The term rT3 refers to a form of tri-iodo-thyronine, one of the active iodinated thyroid hormone. Thyroid hormones are made by the thyroid gland. Thyroid hormones have long been recognized to regulate metabolism (energy activity) of cells. Thyroid hormones are iodinated (the reason why iodine is important for our diet), usually coming from sea salt. There are two forms of iodinated thyroid hormones: T3 and T4. These respectively contain two iodines and three iodines. T3 has several forms, depending on where the iodine attaches to the hormone. One of these is rT3. Cells contain a variety of iodeinases (enzymes that remove iodines).
Thyroid hormones are quite hydrophobic (i.e. do not dissolve well in water) and dissolve quite readily in membranes. In order for thyroid to be distributed in blood, they must be bound by carrier proteins. Protein-bound T3 and T4 are carried to the cells where the molecules dissolve into membranes and then act on intracellular receptors located in the cell nuclei. Apparently, the presence of thyroid hormones also increase the stiffness (rigidity) of membranes. Hurlburt (2000) has proposed that thyroid hormones mediate their effects by influencing membrane rigidity and receptors.
For many years, TRH (thyrotropin release hormone – a pituary peptide that causes the release of thyrotropin, a hormone that stimulates the thyroid gland to make T3 and T4) has been reported to be neuroprotective in spinal cord injury. TRH and its analogs have diverse effects on the brain that cannot be readily explained by the effects of thyroid hormones. For example, high doses of TRH block opiate receptors and increase the excitability of the nervous system. The latter is particularly interesting because early spinal cord injury studies suggest that high doses of TRH can reverse anesthesia produced by pentobarbital and even gaseous anesthesia.
Regarding metabolism in the spinal cord, please understand that many of the early studies of metabolism in the spinal cord did not take into the account the death of many cells at the injury site. If 80% of the cells at the injury site dies, this is likely to produce very large declines in tissue metabolic activity. So, scientists need to normalize the metabolic activity to the number of living cells present at the injury site. Most scientists who have studied metabolic activity in injured spinal cords, however, did not measure the number of living cells in the tissue. That is one of the reasons why estimates of metabolic activity in injured spinal cords must be looked at with a grain of salt.
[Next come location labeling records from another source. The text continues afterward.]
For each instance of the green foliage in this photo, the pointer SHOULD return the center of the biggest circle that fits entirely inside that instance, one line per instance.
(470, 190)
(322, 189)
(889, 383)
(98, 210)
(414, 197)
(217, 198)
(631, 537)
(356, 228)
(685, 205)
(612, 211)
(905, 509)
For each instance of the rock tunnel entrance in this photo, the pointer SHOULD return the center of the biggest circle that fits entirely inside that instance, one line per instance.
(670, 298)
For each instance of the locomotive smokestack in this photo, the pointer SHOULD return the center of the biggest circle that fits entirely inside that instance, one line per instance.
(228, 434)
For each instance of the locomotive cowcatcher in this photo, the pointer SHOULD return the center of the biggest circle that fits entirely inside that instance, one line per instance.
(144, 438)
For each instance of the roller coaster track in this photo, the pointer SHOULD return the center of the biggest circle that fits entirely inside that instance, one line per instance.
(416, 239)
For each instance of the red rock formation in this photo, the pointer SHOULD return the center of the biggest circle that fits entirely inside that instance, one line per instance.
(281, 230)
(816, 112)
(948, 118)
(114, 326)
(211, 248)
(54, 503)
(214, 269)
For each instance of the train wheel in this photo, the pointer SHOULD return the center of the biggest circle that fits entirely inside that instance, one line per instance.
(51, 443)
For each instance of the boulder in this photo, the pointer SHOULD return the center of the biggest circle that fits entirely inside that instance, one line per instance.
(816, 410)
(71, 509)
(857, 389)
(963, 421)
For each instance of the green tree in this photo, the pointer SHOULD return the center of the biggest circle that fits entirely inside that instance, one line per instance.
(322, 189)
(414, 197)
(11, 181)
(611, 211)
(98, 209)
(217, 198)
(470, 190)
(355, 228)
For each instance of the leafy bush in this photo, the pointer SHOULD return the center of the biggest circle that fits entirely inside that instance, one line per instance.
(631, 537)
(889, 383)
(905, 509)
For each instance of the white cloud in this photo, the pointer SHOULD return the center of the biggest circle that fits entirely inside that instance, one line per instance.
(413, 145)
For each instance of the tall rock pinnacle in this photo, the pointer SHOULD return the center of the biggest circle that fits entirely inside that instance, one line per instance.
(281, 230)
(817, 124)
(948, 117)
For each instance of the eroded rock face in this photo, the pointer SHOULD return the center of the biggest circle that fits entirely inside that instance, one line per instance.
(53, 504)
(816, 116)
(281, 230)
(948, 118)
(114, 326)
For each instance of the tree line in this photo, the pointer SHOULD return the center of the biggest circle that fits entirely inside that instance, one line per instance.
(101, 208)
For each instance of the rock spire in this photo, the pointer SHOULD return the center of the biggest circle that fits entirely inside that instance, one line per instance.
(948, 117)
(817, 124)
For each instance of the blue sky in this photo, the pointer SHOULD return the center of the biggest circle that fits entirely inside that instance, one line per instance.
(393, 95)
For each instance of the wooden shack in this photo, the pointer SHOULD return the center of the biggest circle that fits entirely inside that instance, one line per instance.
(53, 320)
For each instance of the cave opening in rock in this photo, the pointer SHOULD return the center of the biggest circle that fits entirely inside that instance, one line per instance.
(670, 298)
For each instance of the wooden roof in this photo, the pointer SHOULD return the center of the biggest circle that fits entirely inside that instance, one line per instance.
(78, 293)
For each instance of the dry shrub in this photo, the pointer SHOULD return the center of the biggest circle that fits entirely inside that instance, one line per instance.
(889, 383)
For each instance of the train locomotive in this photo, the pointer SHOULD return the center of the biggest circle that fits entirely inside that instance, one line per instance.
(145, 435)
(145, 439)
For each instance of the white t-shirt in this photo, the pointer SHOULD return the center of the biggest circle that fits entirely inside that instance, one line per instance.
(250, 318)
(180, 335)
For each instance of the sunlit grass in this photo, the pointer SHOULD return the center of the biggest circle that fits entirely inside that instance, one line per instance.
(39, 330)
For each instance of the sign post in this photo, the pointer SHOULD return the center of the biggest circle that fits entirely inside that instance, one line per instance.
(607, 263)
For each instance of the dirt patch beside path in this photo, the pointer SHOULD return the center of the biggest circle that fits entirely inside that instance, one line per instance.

Little is known about the levels of thyroid hormones in injured spinal cords. Several studies have reported low levels of blood levels of T3 in people with spinal cord injury, however. Prakash (1983) and Bugaresti, et al. (1993) had reported that while serum T3 is low, serum rT3 is high in people with spinal cord injury. Bauman & Spungen (2000) likewise have reported that many people with spinal cord injury have low T3 levels and elevated rT3, attributing this to associated illness. They point out that the current practice is not to treat such thyroid abnormalities due to nonthyroid illness but suggests the application of “appropriate” interventions to correct these abnormalities “promises to improve longevity and quality of life of persons with SCI”.